Japan is hoping the second time will be the charm for
a mission to collect samples from an asteroid. The government has just
given the green light for the Hayabusa 2 mission to aim for launch in
2014.
An earlier mission visited the asteroid Itokawa in 2005 but suffered a string of failures. It was supposed to fire bullets into the space rock at close range and scoop up the resulting debris, but the bullets never fired. Luckily, some dust slipped into the probe's collectors and was brought back to Earth in 2010.
Hayabusa
2 will try to avoid its predecessor's mistakes when it lands on the
kilometre-wide asteroid 1999 JU3. "We have learned a lot from
Hayabusa," says mission leader Makoto Yoshikawa of the Japan Aerospace
Exploration Agency in Sagamihara. "We modified all the parts where
Hayabusa had troubles."
Hayabusa
2 will have backup software in case of failures, and instead of using
bullets, the probe will drop an impactor from an altitude of 300 metres
before landing and gathering the shrapnel.
"The
new thing is the impactor," says Yoshikawa. "The impactor will make a
small crater on the surface of the asteroid, and we will try to get the
material inside the crater, which means we try to get subsurface
material." That will allow scientists to compare the asteroid's
radiation-scorched surface to its pristine interior.
Two approaches
Hayabusa 2 is not the only asteroid-grabbing mission in the works. In 2016, NASA plans to launch a spacecraft called OSIRIS-Rex to scoop up samples from a space rock.
Osiris-Rex
will orbit its target asteroid for months, taking high-resolution
images to determine where it should collect a sample. But rather than
landing on its quarry like the Hayabusa missions, it will stick out an
arm and grab what it can.
Yoshikawa
says Osiris-Rex aims to collect much more rocky debris than Hayabusa 2,
which is expected to bring back no more than about 1 gram. But he says
Osiris-Rex will only be successful if the surface of its target
asteroid is covered with soil-like particles of rock called regolith.

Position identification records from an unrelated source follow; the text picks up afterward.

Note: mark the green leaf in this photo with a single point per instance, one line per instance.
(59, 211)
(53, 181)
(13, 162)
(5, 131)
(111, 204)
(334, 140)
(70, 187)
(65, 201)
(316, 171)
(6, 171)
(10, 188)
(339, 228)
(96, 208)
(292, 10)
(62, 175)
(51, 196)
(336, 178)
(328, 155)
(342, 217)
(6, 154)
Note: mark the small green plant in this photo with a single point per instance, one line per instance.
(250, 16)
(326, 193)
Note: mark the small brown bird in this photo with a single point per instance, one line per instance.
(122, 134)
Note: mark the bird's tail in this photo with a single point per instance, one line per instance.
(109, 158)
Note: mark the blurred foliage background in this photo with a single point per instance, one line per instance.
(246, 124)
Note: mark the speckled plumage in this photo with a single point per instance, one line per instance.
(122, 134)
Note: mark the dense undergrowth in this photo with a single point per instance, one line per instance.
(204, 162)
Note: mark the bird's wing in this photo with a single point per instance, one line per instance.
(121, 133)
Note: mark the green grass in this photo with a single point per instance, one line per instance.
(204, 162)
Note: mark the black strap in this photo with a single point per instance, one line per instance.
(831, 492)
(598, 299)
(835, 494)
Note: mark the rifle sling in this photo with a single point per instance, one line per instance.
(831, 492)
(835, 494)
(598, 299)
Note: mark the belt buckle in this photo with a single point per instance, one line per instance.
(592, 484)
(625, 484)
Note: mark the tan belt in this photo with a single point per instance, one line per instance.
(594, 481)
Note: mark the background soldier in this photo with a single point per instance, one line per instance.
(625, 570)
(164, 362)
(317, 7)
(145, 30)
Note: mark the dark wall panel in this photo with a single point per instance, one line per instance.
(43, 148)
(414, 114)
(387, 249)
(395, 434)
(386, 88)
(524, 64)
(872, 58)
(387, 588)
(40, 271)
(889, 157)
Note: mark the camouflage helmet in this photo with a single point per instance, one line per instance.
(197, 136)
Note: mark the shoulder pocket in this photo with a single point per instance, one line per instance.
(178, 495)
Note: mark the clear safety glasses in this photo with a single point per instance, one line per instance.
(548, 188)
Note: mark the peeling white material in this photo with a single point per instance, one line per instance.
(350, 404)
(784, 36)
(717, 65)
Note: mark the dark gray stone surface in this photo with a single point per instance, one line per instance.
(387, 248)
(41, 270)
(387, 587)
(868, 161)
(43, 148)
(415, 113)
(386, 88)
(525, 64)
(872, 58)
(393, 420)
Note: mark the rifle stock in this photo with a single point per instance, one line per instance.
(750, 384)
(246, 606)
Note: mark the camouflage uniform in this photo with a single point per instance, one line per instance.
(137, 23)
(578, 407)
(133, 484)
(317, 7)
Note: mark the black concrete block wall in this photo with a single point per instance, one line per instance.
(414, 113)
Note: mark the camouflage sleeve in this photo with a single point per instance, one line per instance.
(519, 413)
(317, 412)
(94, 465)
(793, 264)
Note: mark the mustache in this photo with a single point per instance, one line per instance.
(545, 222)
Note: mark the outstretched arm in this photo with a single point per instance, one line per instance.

If it's a solid body, the spacecraft might not be able to collect
samples.
"I
think the method of Hayabusa 2 is best, if we do not know the surface
condition of the target asteroid," Yoshikawa says. "In our case, we can
get the sample even if there is no regolith on the surface."
Both
missions will target asteroids rich in minerals that formed in water.
Isotopic studies of that water could shed light on whether Earth's
water came from asteroids, comets or from the planet's own rocky building blocks.